Nordic American Tankers Limited (NAT) publishes its Q4 2012 financial report.
Extracts from the report follow:
In 2012, NAT improved its relative position within the industry despite a weak market. By retaining a strong balance sheet throughout 2012, NAT is able to consider expanding its fleet at a time when tankers are at historically attractive price levels.
Nordic American has one type of vessel only - the Suezmax size tankship which can carry one million barrels of oil. The Suezmax vessel is highly versatile, able to be utilized on most long-haul trade routes. A homogenous fleet streamlines operating and administration costs, which helps keep cash-breakeven point low.

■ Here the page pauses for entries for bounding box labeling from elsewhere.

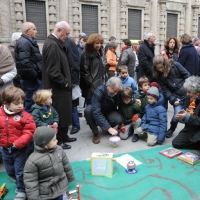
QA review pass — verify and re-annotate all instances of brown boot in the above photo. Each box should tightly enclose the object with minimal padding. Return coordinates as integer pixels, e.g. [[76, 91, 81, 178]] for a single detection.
[[92, 134, 100, 144]]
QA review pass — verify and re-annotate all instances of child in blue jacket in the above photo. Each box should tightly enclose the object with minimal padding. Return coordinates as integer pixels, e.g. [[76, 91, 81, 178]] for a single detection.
[[136, 86, 167, 146]]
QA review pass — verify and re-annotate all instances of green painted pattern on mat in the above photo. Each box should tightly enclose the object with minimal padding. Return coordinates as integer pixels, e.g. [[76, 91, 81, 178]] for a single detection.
[[69, 146, 200, 200], [0, 146, 200, 200]]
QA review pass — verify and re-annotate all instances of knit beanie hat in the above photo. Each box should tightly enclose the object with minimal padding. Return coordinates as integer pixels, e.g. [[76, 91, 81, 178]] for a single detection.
[[147, 86, 159, 99], [33, 126, 56, 147]]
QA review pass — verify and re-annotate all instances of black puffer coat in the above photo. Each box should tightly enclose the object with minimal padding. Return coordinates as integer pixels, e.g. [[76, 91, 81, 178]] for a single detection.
[[158, 62, 190, 105], [15, 34, 42, 80], [137, 40, 155, 82], [80, 44, 104, 99]]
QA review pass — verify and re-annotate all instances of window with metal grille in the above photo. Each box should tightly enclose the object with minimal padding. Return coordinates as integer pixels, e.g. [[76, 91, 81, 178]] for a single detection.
[[166, 13, 178, 38], [128, 9, 142, 40], [82, 4, 99, 36], [25, 0, 47, 40]]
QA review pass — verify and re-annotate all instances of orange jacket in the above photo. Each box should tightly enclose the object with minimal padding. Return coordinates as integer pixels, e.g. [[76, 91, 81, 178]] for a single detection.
[[106, 49, 118, 71]]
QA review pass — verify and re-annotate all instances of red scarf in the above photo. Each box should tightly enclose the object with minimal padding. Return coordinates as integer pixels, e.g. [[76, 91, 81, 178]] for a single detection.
[[122, 45, 128, 52]]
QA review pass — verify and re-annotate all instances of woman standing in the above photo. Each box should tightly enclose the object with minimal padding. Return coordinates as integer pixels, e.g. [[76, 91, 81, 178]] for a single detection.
[[178, 33, 200, 76], [162, 37, 180, 61], [153, 55, 190, 138], [80, 33, 104, 105]]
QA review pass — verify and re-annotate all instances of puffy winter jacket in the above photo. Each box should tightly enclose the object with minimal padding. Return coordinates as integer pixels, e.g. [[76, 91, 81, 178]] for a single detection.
[[24, 145, 75, 200], [141, 94, 167, 143], [0, 106, 36, 149]]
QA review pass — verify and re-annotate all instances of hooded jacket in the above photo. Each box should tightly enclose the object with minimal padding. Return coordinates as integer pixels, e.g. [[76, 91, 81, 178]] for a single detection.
[[24, 145, 75, 200], [141, 96, 167, 143], [31, 104, 59, 127]]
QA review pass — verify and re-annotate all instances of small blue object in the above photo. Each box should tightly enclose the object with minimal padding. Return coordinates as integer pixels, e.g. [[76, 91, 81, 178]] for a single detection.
[[125, 168, 138, 174]]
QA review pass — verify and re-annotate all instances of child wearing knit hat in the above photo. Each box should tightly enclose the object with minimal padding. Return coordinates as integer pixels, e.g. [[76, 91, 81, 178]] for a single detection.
[[24, 126, 75, 200], [135, 86, 167, 146]]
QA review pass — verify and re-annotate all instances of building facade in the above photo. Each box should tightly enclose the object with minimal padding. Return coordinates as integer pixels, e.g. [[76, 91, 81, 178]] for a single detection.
[[0, 0, 200, 53]]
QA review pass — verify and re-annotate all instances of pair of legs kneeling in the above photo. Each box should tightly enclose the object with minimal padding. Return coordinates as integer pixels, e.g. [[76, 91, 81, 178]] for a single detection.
[[119, 118, 157, 146]]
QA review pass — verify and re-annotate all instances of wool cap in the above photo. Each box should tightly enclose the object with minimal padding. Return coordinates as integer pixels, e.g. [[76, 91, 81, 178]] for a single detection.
[[147, 86, 159, 99], [33, 126, 56, 147]]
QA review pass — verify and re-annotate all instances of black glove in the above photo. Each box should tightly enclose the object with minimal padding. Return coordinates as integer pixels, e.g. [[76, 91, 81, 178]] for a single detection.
[[0, 78, 4, 86]]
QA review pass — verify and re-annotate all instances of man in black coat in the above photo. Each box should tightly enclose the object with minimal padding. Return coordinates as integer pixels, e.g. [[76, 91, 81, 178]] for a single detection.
[[64, 38, 80, 134], [137, 31, 156, 82], [15, 22, 42, 113], [42, 21, 76, 149]]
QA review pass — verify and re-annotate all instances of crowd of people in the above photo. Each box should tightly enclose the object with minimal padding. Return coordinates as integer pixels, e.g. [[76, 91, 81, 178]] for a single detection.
[[0, 21, 200, 200]]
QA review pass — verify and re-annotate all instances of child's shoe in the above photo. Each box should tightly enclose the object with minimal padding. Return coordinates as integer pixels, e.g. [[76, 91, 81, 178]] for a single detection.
[[132, 133, 138, 142], [14, 192, 26, 200]]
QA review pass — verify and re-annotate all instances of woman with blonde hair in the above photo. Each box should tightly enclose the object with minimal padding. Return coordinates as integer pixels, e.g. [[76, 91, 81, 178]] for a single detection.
[[80, 33, 104, 105]]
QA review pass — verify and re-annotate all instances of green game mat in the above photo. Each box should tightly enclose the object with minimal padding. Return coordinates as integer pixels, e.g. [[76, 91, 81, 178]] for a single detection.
[[0, 146, 200, 200]]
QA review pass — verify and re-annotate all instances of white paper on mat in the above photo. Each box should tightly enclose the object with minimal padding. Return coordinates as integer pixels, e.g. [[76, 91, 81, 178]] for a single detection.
[[115, 154, 142, 169]]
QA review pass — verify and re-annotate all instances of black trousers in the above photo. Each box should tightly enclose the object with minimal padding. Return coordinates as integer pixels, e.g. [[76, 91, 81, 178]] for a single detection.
[[172, 129, 200, 150], [84, 105, 122, 134], [56, 127, 68, 144]]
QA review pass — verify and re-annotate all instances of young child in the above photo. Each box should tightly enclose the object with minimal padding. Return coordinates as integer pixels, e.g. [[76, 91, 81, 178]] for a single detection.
[[153, 55, 190, 138], [119, 87, 141, 140], [118, 65, 138, 96], [172, 76, 200, 150], [135, 86, 167, 146], [24, 126, 75, 200], [32, 90, 59, 129], [0, 86, 36, 200]]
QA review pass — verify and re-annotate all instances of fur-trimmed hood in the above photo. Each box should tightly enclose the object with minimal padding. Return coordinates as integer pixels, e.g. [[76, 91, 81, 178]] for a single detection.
[[83, 43, 103, 59]]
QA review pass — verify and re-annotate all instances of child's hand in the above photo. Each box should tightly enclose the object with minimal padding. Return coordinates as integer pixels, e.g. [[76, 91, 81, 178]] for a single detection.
[[53, 122, 58, 128], [120, 124, 126, 133], [174, 101, 179, 106], [135, 99, 142, 106], [132, 114, 139, 122]]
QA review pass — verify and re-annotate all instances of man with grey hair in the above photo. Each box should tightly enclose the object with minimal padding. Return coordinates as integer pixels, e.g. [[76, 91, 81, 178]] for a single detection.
[[15, 22, 42, 113], [172, 76, 200, 150], [42, 21, 76, 149], [84, 77, 122, 144], [137, 31, 156, 82]]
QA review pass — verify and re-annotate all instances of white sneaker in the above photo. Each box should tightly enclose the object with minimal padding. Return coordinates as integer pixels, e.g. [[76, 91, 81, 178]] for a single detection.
[[14, 192, 26, 200]]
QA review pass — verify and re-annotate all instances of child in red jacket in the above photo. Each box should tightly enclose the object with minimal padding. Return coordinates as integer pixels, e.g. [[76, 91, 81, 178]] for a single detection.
[[0, 86, 36, 200]]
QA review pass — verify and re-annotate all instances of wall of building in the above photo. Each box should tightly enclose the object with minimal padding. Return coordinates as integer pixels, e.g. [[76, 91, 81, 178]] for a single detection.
[[0, 0, 200, 53]]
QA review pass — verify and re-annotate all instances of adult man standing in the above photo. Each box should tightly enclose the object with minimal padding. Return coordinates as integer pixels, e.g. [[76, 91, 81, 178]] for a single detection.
[[15, 22, 42, 113], [42, 21, 76, 149], [84, 77, 122, 144], [137, 31, 156, 82]]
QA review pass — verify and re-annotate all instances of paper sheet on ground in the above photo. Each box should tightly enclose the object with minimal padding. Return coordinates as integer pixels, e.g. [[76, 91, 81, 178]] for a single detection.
[[116, 154, 142, 169]]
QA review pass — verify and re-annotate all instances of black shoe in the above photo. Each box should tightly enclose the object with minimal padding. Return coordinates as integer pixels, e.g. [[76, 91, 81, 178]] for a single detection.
[[132, 133, 138, 142], [59, 143, 71, 149], [70, 128, 80, 134], [165, 129, 174, 138], [78, 113, 83, 117], [63, 135, 77, 142]]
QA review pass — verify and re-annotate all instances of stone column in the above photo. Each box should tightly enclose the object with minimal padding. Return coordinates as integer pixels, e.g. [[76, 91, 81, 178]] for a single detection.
[[72, 0, 81, 38], [159, 1, 167, 50], [109, 0, 117, 40], [184, 0, 192, 34], [100, 0, 109, 40], [60, 0, 69, 22], [119, 0, 128, 40]]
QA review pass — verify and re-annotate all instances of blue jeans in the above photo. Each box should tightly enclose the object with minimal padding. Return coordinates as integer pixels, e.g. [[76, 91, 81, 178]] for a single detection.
[[72, 106, 80, 128], [2, 148, 27, 192], [20, 79, 42, 113], [171, 98, 186, 122]]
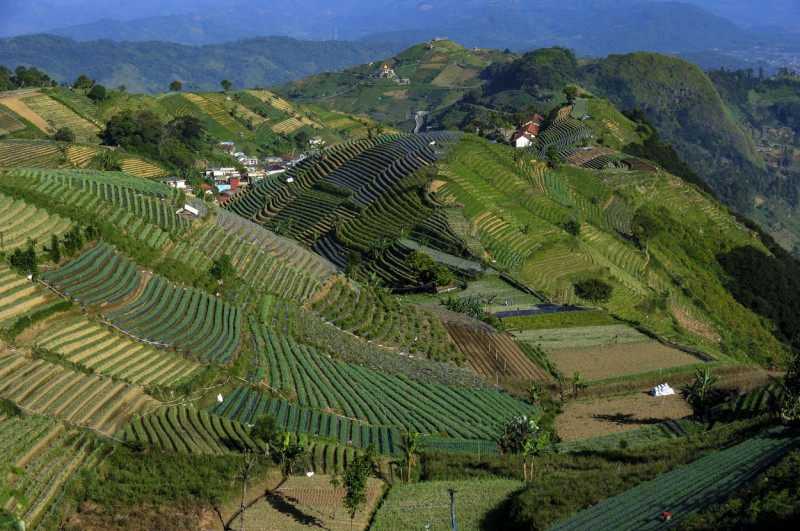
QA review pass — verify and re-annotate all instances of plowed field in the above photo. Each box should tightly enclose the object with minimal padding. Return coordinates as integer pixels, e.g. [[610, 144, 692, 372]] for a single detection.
[[445, 323, 550, 382], [547, 341, 700, 380]]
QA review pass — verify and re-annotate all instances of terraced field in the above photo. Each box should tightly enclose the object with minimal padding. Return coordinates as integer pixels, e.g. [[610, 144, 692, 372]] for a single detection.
[[24, 94, 100, 144], [106, 276, 241, 364], [171, 210, 334, 301], [445, 323, 552, 383], [66, 144, 101, 168], [41, 242, 141, 306], [0, 352, 158, 435], [0, 194, 73, 253], [550, 427, 800, 531], [312, 282, 459, 361], [0, 140, 62, 168], [0, 109, 25, 135], [0, 262, 60, 327], [247, 320, 527, 440], [547, 341, 701, 380], [35, 317, 202, 386], [121, 158, 167, 177], [0, 415, 112, 527], [117, 406, 263, 455]]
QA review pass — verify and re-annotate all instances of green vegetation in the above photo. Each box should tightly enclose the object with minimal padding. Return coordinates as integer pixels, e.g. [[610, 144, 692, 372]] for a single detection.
[[503, 311, 617, 330]]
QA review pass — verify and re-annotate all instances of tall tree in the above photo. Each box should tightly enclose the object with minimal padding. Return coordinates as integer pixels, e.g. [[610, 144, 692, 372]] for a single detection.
[[400, 431, 420, 483], [680, 367, 720, 416], [342, 444, 375, 528]]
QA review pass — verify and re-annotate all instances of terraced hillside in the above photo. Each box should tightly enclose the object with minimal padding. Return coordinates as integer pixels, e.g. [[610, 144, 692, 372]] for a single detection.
[[0, 415, 113, 526]]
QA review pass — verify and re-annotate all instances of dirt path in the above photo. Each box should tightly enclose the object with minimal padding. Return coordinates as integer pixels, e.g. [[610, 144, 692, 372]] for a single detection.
[[0, 92, 52, 134], [556, 393, 692, 442]]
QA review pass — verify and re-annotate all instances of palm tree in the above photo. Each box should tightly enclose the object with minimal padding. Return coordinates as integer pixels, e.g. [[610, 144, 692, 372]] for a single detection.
[[681, 367, 719, 416], [522, 432, 547, 481], [400, 431, 420, 483]]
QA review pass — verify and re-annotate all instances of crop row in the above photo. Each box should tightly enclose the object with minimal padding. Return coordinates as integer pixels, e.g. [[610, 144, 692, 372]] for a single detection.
[[25, 94, 100, 144], [313, 282, 459, 361], [0, 262, 59, 326], [259, 296, 487, 387], [107, 276, 241, 364], [209, 387, 400, 455], [0, 415, 109, 527], [0, 353, 154, 434], [118, 406, 259, 454], [0, 194, 72, 253], [247, 320, 525, 439], [41, 242, 141, 305], [550, 427, 800, 531], [36, 317, 202, 386]]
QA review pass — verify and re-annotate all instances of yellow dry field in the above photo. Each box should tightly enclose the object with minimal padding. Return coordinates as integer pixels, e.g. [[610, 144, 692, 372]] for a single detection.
[[431, 64, 478, 86], [272, 118, 303, 134], [245, 475, 383, 531], [547, 341, 699, 380], [0, 92, 51, 133], [67, 146, 100, 168], [121, 158, 166, 177], [556, 393, 692, 442]]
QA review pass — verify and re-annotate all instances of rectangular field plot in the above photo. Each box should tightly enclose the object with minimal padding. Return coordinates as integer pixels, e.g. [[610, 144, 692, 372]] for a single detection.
[[547, 341, 700, 380], [370, 479, 523, 531], [246, 475, 382, 531], [514, 325, 651, 350]]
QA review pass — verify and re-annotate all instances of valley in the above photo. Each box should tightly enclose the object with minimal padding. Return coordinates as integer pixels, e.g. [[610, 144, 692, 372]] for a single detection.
[[0, 40, 800, 529]]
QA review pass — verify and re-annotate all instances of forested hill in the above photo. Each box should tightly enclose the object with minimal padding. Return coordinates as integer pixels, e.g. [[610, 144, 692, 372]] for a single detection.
[[0, 33, 403, 93]]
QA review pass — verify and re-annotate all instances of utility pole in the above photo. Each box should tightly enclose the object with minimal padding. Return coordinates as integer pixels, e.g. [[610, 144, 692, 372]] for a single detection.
[[239, 450, 257, 531], [447, 489, 458, 531]]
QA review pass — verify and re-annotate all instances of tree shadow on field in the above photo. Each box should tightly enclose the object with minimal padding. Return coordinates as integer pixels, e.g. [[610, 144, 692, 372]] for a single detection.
[[478, 488, 525, 531], [592, 413, 664, 426], [266, 493, 325, 528]]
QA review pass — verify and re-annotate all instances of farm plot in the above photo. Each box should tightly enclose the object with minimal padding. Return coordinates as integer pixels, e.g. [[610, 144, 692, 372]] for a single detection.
[[0, 194, 72, 253], [445, 323, 551, 382], [117, 406, 263, 454], [0, 415, 111, 528], [0, 262, 60, 326], [25, 94, 100, 144], [245, 475, 383, 531], [66, 144, 101, 168], [262, 296, 488, 387], [0, 140, 61, 168], [121, 157, 167, 177], [36, 317, 202, 386], [244, 326, 528, 440], [0, 353, 158, 435], [41, 242, 141, 305], [313, 282, 459, 361], [556, 393, 692, 442], [550, 427, 800, 531], [107, 276, 241, 364], [547, 341, 700, 380], [0, 92, 52, 133], [0, 110, 25, 135], [514, 325, 652, 350], [370, 479, 524, 531]]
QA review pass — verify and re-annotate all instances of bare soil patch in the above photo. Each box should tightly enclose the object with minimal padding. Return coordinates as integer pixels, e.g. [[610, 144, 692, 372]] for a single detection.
[[0, 92, 52, 133], [556, 393, 692, 441], [672, 308, 722, 343], [547, 341, 699, 380], [246, 475, 383, 531]]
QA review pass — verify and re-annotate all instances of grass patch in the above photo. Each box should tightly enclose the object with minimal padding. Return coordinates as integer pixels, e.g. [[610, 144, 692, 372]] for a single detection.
[[370, 479, 523, 531], [503, 311, 618, 330]]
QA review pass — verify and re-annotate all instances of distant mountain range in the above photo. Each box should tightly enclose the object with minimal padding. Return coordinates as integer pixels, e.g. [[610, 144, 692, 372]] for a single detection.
[[0, 0, 797, 61], [0, 35, 404, 93]]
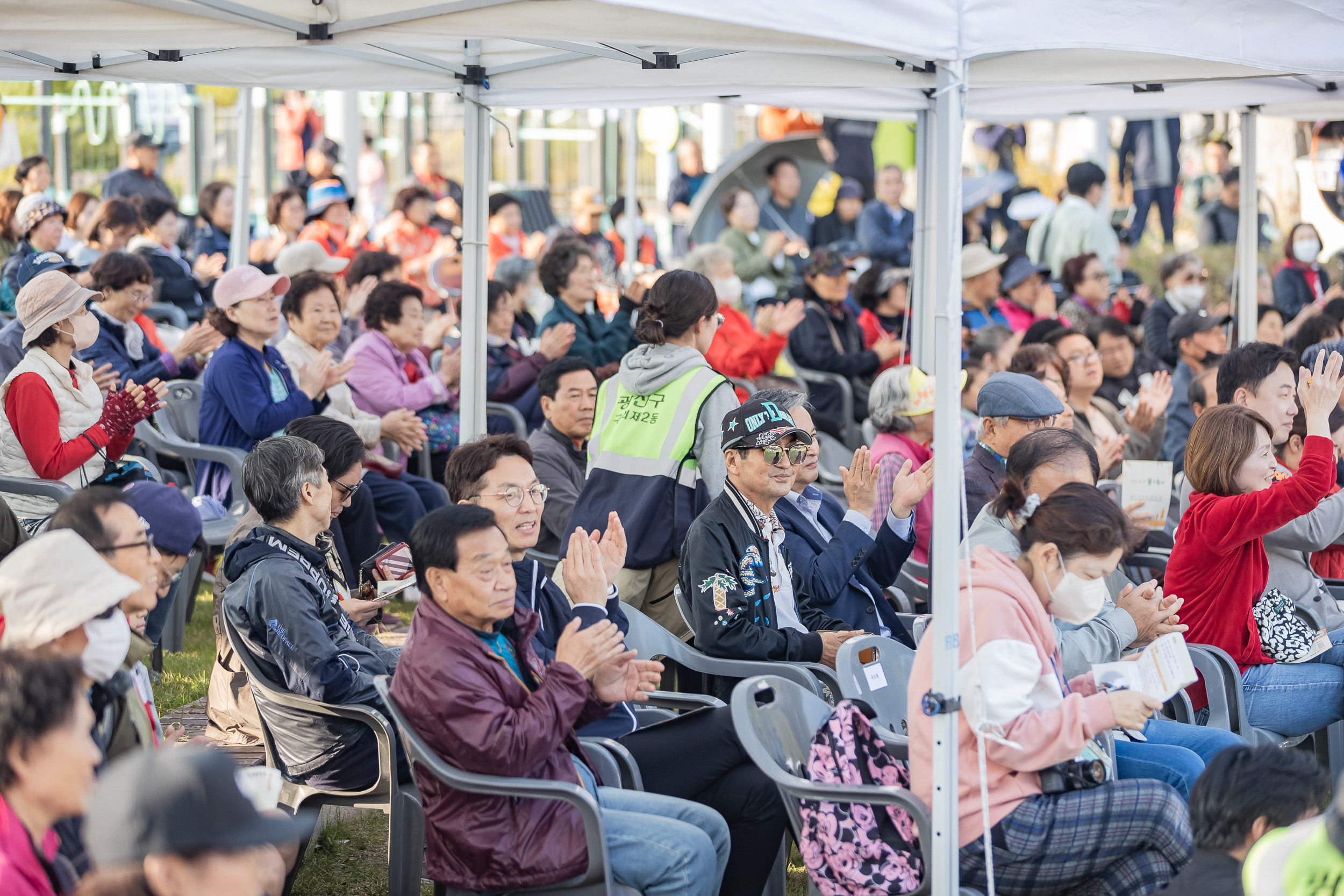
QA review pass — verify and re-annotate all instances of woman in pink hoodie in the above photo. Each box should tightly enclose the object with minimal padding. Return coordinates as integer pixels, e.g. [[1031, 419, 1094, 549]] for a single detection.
[[909, 479, 1192, 896]]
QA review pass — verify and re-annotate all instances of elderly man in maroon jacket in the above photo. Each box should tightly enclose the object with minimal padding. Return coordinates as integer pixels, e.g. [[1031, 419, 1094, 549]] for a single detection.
[[392, 505, 728, 896]]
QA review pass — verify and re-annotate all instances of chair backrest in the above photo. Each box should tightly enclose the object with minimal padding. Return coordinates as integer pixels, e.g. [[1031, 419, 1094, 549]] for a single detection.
[[155, 380, 204, 442], [836, 634, 916, 735]]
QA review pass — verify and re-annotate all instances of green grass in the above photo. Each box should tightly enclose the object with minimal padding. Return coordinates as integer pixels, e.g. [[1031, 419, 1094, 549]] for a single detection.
[[155, 582, 215, 713]]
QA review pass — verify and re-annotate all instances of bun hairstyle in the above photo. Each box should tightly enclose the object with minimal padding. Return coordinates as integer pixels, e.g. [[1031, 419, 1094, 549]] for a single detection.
[[995, 478, 1144, 560], [634, 270, 719, 345]]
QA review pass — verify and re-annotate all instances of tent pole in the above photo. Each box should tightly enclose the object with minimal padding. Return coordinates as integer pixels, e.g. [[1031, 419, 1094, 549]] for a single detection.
[[907, 109, 938, 371], [459, 40, 491, 443], [917, 60, 967, 896], [1236, 106, 1260, 345], [228, 87, 257, 267], [624, 109, 640, 286]]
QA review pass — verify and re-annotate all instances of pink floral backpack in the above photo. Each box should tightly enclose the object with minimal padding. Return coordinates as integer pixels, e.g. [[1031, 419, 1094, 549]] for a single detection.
[[798, 700, 924, 896]]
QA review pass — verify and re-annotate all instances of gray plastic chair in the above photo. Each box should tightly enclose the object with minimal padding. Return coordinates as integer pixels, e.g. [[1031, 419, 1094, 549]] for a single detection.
[[621, 605, 840, 705], [223, 614, 425, 896], [374, 676, 640, 896], [836, 634, 916, 735], [730, 676, 941, 896]]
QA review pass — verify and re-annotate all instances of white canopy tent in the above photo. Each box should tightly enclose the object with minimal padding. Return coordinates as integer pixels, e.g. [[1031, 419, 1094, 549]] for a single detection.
[[8, 0, 1344, 896]]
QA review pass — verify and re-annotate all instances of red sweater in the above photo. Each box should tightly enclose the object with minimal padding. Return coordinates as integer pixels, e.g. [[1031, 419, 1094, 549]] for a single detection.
[[4, 371, 132, 479], [704, 305, 789, 380], [1164, 435, 1335, 709]]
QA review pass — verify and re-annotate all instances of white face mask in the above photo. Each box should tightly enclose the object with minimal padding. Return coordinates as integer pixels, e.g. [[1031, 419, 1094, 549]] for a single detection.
[[1293, 239, 1321, 264], [56, 313, 99, 352], [1167, 283, 1204, 312], [1046, 560, 1110, 625], [710, 274, 742, 305], [80, 610, 131, 681]]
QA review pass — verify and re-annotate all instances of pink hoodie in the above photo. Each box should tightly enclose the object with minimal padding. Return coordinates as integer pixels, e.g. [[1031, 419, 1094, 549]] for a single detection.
[[909, 546, 1116, 847]]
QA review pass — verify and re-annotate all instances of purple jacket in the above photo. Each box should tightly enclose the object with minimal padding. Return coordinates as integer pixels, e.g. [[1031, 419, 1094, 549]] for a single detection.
[[391, 598, 616, 891], [346, 331, 451, 417]]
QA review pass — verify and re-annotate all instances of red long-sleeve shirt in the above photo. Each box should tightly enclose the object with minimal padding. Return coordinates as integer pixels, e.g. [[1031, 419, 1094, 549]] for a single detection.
[[704, 305, 789, 380], [4, 371, 132, 479], [1164, 435, 1335, 709]]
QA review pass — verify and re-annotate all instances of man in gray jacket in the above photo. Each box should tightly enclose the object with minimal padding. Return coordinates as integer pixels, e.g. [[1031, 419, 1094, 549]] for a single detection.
[[961, 428, 1185, 678], [223, 435, 410, 790], [527, 355, 597, 555]]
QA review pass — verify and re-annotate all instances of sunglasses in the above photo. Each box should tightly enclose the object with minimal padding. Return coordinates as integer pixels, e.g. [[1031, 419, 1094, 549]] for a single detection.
[[761, 445, 808, 466]]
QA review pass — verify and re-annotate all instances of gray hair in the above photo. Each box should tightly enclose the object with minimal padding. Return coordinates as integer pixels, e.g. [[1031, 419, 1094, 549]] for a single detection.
[[868, 364, 916, 433], [244, 435, 327, 525], [682, 243, 733, 277], [491, 255, 537, 293], [752, 388, 813, 414]]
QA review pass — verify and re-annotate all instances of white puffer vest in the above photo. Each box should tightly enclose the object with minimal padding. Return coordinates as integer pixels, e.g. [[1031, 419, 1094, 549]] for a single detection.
[[0, 348, 106, 519]]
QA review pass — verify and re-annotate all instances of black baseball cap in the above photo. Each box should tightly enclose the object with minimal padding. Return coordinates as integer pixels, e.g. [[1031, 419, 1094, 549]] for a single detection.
[[85, 747, 317, 868], [1167, 307, 1233, 348], [723, 399, 812, 449]]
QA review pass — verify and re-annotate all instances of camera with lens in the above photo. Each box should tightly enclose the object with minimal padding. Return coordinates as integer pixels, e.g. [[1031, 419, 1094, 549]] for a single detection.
[[1036, 756, 1106, 795]]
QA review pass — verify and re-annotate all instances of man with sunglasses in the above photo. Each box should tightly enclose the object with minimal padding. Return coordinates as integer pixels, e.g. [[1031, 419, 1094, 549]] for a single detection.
[[965, 374, 1064, 525], [677, 398, 864, 668]]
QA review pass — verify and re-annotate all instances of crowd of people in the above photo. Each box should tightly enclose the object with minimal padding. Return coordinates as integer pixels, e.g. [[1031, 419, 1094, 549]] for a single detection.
[[0, 120, 1344, 896]]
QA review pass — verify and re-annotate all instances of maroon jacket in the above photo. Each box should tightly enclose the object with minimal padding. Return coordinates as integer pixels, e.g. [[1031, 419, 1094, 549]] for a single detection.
[[392, 598, 616, 891]]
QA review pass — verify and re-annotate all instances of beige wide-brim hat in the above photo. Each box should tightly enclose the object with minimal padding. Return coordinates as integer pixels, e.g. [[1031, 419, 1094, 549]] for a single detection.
[[13, 270, 102, 348], [0, 529, 142, 650]]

As announced last month, NAT is paying a dividend of $0.16 a share for the fourth quarter 2012. Operating cash flow for the fleet was $17.5 million for 2012. During 4Q 2012 the operating cash flow was -$1.1 million. The transportation sector, which is important for the tanker industry, shows a very strong development in the Far East. As an example, new passenger car sales in China increased from 3.9 million units in 2005 to 15.4 million in 2012. This is positive for the tanker industry.
NAT achieved an average daily rate of $10,700 during 4Q2012. Rates achieved in the same period last year were around $12,000 per day. When the market turns, which may happen quickly, the dividend can be expected to increase. Our fleet is in excellent technical and operational condition, and NAT has the financial resources to maintain it that way.
As a matter of policy, the Company has always kept a strong balance sheet with low net debt and a focus on limiting the Company's financial risk. This policy will continue. The new non-amortizing credit facility maturing in the autumn of 2017 creates a good base for long term planning.